3) Legal and compliance is a drag on innovation. Any organization needs to be concerned about legal exposure and industries like financial services and insurance have a higher burden than ever, after the financial crisis of 2008.
However, companies that are proactive about working with legal and compliancy teams in a cooperative environment are able to stay within the law and innovate. I spoke to one person who has an agreement with their legal/compliance team on social media communication that has clear outlines on what can/can’t be said in different situations (standard social governance best practice) but ALSO has a two-hour SLA on turnaround time for unforeseen issues. Internal partnerships can solve problems.
4) It’s a service, not a product business. The financial industry thinks in terms of products which drives siloes within an organization. The rise of social media and the shifting of power to the consumer have brought brand communication and interaction back to the forefront of the customer engagement.

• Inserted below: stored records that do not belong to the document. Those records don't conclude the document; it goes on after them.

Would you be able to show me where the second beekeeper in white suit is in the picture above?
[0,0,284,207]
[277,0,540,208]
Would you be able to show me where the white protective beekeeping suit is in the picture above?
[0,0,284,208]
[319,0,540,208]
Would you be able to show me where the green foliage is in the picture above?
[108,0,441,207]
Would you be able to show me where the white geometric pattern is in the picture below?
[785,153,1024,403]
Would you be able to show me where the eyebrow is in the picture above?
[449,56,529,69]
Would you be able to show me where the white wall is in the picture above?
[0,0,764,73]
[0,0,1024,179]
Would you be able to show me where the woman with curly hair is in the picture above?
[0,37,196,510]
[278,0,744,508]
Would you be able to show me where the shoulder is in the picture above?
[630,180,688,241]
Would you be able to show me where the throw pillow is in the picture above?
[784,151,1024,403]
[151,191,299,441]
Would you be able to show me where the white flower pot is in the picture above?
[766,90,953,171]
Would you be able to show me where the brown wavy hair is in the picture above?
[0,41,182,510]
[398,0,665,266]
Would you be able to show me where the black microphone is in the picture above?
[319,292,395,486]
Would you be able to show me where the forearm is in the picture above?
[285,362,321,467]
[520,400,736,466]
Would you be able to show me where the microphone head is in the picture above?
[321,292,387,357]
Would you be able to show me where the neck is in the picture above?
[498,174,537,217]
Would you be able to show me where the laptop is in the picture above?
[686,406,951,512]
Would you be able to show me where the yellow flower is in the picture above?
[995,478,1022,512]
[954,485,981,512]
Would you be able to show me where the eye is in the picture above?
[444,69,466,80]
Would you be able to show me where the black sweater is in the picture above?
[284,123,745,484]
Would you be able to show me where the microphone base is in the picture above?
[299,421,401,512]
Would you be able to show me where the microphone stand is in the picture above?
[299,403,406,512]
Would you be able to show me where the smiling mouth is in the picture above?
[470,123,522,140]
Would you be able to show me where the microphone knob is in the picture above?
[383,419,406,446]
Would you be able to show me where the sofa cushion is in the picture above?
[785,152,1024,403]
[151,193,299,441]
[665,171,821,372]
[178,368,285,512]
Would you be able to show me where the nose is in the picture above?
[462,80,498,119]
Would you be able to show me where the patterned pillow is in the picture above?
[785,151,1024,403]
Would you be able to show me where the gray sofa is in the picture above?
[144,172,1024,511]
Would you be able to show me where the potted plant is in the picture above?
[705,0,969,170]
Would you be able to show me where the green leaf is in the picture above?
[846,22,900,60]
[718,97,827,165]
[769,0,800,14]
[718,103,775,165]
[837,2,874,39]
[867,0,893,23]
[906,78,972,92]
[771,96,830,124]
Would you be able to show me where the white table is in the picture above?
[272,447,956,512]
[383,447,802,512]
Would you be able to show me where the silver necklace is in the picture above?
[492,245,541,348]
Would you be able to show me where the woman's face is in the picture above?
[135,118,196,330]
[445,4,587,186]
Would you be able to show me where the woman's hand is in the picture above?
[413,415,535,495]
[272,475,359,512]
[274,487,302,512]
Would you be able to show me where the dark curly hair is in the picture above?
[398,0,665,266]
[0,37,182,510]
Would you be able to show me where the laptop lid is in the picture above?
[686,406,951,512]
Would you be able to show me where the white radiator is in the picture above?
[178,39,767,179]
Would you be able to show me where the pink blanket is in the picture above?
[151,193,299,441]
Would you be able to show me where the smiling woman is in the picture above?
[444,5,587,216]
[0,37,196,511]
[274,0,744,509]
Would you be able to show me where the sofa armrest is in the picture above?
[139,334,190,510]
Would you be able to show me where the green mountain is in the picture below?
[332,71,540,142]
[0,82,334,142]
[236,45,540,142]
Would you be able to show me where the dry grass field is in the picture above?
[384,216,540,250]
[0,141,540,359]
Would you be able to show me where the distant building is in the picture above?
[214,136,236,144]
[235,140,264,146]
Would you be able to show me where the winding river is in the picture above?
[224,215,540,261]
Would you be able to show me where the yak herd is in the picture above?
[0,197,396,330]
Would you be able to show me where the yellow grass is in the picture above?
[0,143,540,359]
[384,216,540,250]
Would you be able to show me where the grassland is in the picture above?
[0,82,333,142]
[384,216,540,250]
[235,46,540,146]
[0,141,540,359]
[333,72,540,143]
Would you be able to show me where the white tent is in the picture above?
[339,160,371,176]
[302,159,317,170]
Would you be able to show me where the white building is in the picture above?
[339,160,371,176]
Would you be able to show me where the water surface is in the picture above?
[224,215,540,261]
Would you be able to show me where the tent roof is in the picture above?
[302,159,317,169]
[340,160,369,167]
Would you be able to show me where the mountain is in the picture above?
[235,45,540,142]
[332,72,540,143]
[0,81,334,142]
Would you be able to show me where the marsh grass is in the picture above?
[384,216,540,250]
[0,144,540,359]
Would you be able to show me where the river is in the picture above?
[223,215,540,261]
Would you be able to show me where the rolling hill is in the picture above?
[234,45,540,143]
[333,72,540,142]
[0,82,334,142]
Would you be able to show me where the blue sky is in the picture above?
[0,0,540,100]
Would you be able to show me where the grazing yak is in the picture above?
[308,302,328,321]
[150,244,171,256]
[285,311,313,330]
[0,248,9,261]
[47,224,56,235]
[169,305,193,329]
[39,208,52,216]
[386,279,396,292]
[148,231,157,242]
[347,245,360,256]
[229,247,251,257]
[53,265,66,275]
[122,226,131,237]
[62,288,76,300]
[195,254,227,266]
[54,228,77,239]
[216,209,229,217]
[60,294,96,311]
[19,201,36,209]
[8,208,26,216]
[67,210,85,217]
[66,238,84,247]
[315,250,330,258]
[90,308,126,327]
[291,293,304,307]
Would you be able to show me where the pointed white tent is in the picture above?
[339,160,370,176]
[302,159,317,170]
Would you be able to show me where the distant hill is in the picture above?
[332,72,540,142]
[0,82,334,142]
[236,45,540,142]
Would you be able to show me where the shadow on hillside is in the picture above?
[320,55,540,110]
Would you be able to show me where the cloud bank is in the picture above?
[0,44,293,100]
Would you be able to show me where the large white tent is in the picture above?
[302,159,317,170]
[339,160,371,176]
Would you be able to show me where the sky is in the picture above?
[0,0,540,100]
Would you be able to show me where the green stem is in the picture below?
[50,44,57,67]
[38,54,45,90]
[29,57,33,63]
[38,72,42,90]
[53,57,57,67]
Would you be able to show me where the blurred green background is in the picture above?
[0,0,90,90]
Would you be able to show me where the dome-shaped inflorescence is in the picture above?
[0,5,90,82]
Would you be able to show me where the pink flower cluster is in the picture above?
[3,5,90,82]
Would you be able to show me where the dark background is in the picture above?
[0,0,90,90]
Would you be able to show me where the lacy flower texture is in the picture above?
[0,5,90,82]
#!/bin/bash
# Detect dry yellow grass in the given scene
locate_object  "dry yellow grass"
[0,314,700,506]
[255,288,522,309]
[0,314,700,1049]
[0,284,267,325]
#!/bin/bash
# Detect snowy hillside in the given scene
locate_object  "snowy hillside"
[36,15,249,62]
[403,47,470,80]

Collaboration is absolutely essential. Consumers expect you to be consistent in your communications. Tear down those walls!
5) Everyone struggles with data. Whether you are trying to connect marketing engagements across devices, harness the unbelievable amount of data available or figure out what the right KPIs are to put in a dashboard to your CMO – data is hard. Big, small, smart – whatever. I heard a lot of different models on how to think about data and I met some vendors with ways to harness data, but unless you’re a pretty data/tech savvy person, it’s going to go over your head. I feel sorry for the smaller organizations that have a digital vision but not the funds or personnel to dig into the data issues.
Not to sell ourselves too hard here, but you can buy expertise. We work as partners with our clients. And our counsel and strategy more than pays for itself.
6) The importance of good design and UI can’t be overstated. Consumers expect their interactions with brands to look good, be intuitive and just work. It is just as important in the banking and financial services business as it is in the telecom or entertainment business.
Again, if you don’t have in-house expertise, get a marketing partner. Make sure that your partner understands both design and strategy, though. A beautiful mobile site that doesn’t sell or a pretty app that no one wants is a waste of your resources.
Presenting a unified customer experience across all touch points is hard work, but pays off handsomely with increased loyalty, greater share of wallet and more advocates promoting your brand. Building an environment of collaboration and innovation – starting with leadership – is critical in making this happen.
The financial services sector has similar challenges to everyone else with an industry history longer than 10 years. Digital is here, social is changing the nature of customer interaction and mobile is driving vast behavior change in the millennial and Gen X-Y demographics. The opportunities are huge and the companies that put customer centricity and innovation at the front of the conversation will be the ones who survive.